2018 New Treatment Awards

In recognition of achieving major milestones, WORLDSymposium honors “new treatments” that were viewed as providing value to patients with lysosomal diseases, and general acceptance as evidenced by approval by the U.S. Food and Drug Administration, European Medicines Agency, and other regulatory authorities. Two new treatments were recognized with the WORLDSymposium 2018 New Treatment Award:

Cerliponase alfa (Brineura™, BioMarin)
On April 27, 2017, cerliponase alfa (Brineura™, BioMarin) became the first approved treatment for CLN2, (a form of Batten disease), by the U.S. Food and Drug Administration. It is indicated to slow the loss of ambulation in symptomatic pediatric patients 3 years of age and older, with late infantile neuronal ceroid lipofuscinosis type 2 (CLN2), also known as tripeptidyl peptidase 1 (TPP1) deficiency. CLN2 disease is an ultra-rare and rapidly progressing brain disorder that affects an estimated 20 children born in the United States each year – less than one in a million Americans. Notably, cerliponase alfa is the first enzyme replacement therapy to be directly administered into the cerebrospinal fluid of the central nervous system. It is aimed at treating the underlying cause of CLN2 disease by replacing the deficient TPP1 enzyme missing in affected children.

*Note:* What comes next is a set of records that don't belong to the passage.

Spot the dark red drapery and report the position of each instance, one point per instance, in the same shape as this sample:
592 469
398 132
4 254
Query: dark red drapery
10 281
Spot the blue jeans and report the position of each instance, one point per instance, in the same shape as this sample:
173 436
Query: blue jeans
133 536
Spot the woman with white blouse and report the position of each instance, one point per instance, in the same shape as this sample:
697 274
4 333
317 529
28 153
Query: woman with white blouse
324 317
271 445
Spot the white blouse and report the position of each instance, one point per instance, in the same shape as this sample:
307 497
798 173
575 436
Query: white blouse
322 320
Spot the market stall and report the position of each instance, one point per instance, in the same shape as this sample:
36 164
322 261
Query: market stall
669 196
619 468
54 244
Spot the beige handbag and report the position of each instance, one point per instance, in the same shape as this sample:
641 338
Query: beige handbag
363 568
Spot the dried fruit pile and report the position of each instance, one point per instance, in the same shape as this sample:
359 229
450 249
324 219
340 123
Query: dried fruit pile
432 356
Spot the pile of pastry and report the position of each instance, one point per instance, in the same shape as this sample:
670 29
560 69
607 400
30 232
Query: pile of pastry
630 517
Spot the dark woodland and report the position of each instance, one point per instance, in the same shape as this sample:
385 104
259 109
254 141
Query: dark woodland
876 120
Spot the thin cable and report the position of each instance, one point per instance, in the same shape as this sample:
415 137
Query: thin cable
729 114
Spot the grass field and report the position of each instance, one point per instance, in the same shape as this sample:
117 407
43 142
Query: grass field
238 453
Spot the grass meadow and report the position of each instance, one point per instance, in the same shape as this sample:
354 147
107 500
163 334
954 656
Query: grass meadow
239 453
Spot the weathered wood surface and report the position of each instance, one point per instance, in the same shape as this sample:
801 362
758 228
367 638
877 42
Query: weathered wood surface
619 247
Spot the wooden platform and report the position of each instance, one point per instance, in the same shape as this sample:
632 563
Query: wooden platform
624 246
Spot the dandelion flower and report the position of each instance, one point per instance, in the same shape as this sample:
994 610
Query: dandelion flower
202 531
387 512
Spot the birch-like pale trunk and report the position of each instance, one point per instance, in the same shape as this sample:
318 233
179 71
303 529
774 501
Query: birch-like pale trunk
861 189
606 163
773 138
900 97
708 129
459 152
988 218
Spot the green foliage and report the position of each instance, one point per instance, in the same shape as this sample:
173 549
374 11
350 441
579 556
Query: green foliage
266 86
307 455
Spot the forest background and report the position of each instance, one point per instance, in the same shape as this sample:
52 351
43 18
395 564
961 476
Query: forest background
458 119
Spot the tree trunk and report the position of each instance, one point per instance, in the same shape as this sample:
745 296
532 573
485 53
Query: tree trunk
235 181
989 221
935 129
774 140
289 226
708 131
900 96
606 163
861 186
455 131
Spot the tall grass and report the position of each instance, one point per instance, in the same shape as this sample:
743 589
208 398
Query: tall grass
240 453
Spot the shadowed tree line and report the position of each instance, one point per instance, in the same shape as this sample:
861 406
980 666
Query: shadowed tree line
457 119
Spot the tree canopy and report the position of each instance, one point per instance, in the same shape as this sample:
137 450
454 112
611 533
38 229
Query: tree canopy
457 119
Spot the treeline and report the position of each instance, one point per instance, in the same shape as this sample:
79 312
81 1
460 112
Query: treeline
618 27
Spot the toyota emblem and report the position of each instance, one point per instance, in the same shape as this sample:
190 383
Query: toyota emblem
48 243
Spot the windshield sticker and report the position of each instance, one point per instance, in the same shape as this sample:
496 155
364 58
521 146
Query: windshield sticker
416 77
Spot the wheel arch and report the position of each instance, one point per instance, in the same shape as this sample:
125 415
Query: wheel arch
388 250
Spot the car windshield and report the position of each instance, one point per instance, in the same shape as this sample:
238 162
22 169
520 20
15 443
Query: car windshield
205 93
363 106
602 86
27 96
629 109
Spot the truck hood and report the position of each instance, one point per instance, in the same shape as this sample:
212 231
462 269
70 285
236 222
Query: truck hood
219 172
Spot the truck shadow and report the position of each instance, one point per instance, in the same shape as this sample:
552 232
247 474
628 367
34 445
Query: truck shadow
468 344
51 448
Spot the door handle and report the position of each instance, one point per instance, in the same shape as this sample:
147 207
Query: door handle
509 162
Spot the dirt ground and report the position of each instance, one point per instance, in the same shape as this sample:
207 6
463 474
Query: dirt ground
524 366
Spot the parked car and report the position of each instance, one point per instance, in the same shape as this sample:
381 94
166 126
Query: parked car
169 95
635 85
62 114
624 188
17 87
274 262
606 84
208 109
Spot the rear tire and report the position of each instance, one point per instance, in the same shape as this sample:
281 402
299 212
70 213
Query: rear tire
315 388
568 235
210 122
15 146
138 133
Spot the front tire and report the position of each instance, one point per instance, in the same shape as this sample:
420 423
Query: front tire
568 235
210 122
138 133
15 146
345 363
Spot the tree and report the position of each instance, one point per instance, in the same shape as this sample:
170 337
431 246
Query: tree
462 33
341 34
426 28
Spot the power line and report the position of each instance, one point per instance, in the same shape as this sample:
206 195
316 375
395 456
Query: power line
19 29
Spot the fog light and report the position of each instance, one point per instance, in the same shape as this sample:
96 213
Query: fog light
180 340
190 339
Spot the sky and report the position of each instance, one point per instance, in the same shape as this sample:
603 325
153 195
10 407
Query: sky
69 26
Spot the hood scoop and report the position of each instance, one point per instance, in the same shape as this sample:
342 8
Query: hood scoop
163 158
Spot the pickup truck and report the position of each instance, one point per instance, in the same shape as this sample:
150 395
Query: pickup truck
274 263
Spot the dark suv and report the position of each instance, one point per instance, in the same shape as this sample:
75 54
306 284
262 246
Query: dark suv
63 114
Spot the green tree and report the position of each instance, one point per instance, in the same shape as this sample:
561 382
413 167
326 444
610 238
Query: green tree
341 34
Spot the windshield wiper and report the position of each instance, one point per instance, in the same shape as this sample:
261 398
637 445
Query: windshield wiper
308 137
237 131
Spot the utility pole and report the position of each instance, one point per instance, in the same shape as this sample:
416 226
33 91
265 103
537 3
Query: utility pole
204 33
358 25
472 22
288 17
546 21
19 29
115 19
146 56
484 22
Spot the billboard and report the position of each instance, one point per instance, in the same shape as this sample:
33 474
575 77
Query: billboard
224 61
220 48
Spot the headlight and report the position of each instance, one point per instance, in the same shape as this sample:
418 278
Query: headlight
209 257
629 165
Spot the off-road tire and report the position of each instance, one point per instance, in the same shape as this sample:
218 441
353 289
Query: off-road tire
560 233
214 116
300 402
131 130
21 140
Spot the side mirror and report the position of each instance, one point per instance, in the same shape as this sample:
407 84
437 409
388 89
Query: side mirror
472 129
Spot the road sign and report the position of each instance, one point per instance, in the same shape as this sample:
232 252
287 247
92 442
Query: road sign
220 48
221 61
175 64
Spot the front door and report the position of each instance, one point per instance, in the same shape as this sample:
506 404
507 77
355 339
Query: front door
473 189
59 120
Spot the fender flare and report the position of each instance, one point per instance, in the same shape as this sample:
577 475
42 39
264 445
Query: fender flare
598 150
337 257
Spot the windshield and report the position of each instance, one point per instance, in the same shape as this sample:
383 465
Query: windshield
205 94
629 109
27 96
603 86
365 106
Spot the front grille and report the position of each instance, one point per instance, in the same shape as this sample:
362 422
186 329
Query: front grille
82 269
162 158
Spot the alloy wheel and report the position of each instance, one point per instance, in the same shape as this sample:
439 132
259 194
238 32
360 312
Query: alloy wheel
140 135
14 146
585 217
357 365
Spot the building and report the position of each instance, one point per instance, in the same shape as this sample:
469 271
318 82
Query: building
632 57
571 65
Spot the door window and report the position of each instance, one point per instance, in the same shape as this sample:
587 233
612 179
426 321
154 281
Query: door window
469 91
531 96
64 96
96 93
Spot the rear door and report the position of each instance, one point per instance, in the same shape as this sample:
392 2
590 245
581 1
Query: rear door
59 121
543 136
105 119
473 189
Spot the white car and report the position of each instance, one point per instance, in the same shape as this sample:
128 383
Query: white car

Vestronidase alfa (MEPSEVII™, Ultragenyx)
On November 15, 2017, the U.S. Food and Drug Administration approved vestronidase alfa (MEPSEVII™, Ultragenyx) to treat pediatric and adult patients affected with mucopolysaccharidosis type VII (MPS VII), also known as Sly syndrome. MPS VII is an extremely rare, progressive condition that affects most tissues and organs.

WORLDSymposium presented the New Treatment Awards on Monday, February 5, 2018, at 5:15 PM in the Harbor Foyer, followed by the Opening Reception in the Exhibit Hall.